Showing posts with label thinking. Show all posts
Showing posts with label thinking. Show all posts

Sunday, May 17, 2015

Short-term versus Long-Term Strategic Thinking

Strategic thinking is a major component of business planning that sets the course of action that leads to either business success or business failure. Short-term thinking can be problematic as resources are wasted fixing potholes and gaining immediate results without considering long-term solutions. Executives that focus exclusively on short-term results sometimes leave their organizations in worse shape.

A great portion of our day is engaged in crisis management where new problems arise and we must deal with them immediately before the they spread. This process can be effective in the short run but can damage the company in the long-term when the root of the problem is not addressed. The crisis situations will continue to spread and grow as the underlying issues spread.

A strategy should focus on limiting the damage caused by crisis problems while ensuring the root problem is still being addressed. Executives who think short-term will see immediate results but will often damage long-term organizational performance. Jumping from fire to fire is a reactive strategy.

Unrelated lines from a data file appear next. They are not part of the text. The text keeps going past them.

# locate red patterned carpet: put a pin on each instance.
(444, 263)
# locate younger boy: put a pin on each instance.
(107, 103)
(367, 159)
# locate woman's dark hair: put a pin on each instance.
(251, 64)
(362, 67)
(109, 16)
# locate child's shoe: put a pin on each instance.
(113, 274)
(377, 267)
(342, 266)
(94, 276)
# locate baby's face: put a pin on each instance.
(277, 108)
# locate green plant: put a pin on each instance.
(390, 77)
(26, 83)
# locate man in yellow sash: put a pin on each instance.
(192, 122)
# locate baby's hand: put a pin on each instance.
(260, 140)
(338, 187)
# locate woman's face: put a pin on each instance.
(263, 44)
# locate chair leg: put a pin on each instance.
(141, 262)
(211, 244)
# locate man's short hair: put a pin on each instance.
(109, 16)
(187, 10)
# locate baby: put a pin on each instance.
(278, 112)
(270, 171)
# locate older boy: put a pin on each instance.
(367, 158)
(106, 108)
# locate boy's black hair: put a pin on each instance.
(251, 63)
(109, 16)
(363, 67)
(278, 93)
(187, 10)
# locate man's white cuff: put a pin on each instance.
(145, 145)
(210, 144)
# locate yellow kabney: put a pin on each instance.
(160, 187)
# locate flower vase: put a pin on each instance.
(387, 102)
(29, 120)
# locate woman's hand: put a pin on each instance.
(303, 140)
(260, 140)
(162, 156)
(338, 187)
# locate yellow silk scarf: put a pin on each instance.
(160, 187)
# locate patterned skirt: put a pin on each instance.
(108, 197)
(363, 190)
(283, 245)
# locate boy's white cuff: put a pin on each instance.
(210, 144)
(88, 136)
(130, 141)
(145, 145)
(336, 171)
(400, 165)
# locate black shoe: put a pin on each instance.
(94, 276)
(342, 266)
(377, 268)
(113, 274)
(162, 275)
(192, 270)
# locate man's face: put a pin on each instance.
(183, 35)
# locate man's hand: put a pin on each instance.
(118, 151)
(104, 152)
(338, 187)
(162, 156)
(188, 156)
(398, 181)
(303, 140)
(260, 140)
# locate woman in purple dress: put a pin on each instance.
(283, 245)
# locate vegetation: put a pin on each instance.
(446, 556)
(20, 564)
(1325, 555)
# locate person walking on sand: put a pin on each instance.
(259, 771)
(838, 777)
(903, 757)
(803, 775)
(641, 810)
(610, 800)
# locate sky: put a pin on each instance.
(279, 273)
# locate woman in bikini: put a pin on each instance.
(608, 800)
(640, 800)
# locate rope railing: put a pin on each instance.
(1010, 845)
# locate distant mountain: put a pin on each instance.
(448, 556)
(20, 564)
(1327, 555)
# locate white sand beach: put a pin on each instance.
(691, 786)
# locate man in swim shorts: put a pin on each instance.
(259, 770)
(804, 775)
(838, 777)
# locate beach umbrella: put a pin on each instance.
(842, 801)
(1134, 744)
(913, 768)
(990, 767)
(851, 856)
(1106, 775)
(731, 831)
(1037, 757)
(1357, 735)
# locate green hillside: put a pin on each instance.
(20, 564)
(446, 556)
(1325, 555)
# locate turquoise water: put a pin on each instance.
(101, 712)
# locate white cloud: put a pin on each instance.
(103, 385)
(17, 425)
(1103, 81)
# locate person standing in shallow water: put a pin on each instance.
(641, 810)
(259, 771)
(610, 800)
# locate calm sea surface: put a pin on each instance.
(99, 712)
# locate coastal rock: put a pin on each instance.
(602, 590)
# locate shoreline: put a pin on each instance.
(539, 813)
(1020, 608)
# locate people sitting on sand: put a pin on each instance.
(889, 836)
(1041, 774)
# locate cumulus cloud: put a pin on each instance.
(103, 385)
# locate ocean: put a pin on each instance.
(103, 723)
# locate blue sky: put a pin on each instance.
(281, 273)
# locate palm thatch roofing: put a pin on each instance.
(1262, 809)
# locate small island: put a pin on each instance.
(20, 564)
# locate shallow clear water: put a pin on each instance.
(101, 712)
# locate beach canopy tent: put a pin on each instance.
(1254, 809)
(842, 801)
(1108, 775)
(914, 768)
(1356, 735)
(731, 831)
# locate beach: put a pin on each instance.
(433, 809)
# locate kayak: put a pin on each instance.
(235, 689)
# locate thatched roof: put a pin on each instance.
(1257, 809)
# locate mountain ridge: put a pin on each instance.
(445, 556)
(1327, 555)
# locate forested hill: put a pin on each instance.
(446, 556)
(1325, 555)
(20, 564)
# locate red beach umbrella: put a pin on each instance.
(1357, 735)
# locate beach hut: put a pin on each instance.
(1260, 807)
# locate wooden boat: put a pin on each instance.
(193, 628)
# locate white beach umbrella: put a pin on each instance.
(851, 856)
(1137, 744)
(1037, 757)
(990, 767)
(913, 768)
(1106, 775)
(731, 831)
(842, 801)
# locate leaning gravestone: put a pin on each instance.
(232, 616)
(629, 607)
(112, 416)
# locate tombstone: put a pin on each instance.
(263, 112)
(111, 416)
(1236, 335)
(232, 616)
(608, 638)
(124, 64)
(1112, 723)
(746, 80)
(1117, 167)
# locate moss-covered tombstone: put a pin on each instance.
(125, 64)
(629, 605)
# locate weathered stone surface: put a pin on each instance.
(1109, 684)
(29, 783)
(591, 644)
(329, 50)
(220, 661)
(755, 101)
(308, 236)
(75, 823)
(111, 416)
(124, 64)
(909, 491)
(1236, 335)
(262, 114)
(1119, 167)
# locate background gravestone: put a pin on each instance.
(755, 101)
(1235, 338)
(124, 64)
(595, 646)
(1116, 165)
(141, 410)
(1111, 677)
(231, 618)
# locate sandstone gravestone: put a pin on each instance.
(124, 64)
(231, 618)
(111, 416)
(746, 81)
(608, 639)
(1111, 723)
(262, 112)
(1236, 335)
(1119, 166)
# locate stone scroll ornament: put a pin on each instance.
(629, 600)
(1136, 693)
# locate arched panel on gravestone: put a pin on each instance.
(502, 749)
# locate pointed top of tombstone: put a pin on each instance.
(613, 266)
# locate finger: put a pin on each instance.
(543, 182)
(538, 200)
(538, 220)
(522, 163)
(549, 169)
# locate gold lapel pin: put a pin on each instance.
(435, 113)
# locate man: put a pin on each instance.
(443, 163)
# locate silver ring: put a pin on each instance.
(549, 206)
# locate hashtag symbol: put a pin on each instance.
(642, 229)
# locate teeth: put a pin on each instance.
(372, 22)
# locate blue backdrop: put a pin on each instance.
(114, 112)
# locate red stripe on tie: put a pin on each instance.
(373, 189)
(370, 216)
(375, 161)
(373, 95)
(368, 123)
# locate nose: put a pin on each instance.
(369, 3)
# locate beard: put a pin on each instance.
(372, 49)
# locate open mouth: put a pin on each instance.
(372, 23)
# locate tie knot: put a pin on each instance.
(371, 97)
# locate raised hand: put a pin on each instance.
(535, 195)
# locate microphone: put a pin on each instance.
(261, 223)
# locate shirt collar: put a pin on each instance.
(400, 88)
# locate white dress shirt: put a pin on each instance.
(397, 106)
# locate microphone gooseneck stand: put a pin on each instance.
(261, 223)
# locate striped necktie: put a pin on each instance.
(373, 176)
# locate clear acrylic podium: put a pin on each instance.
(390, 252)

Long-term thinking can save the company money in the future by increasing competitiveness. When the company doesn’t have the ability to implement a long-term strategy, plenty of resources are wasted on counter-productive activities.

For example, a business many continue facing shut-downs due to dilapidated infrastructure. The production line breaks down frequently and requires heavy maintenance to keep going. It has a poor design and raises per product cost leaving a company slowly but surely less competitive by the year.

A long-term thinking will assess the long-term goals of the company and the strategy to get there to determine how to handle this problem. Instead of hiring new maintenance workers and dumping more money into a poor system the long-term thinker invests in a cutting-edge system that affords more adaptability to the production system.

Short-term and long-term strategy can work together. Short-term strategies can fix or minimize immediate problems through proper crisis management but will not ignore the needs of deeper problems. Short-term goals can build into long-term goals that lead to a stronger competitive stance.

Executives should ensure that short-term solutions do not supplant the long-term needs of the company. Even though solving immediate problems is attractive, it is the resolution of long-term issues that separates the exceptional executives from the rest of the herd. Developing a stronger strategy helps to reduce the frequency of short-term distractions by fixing fundamental competitive problems.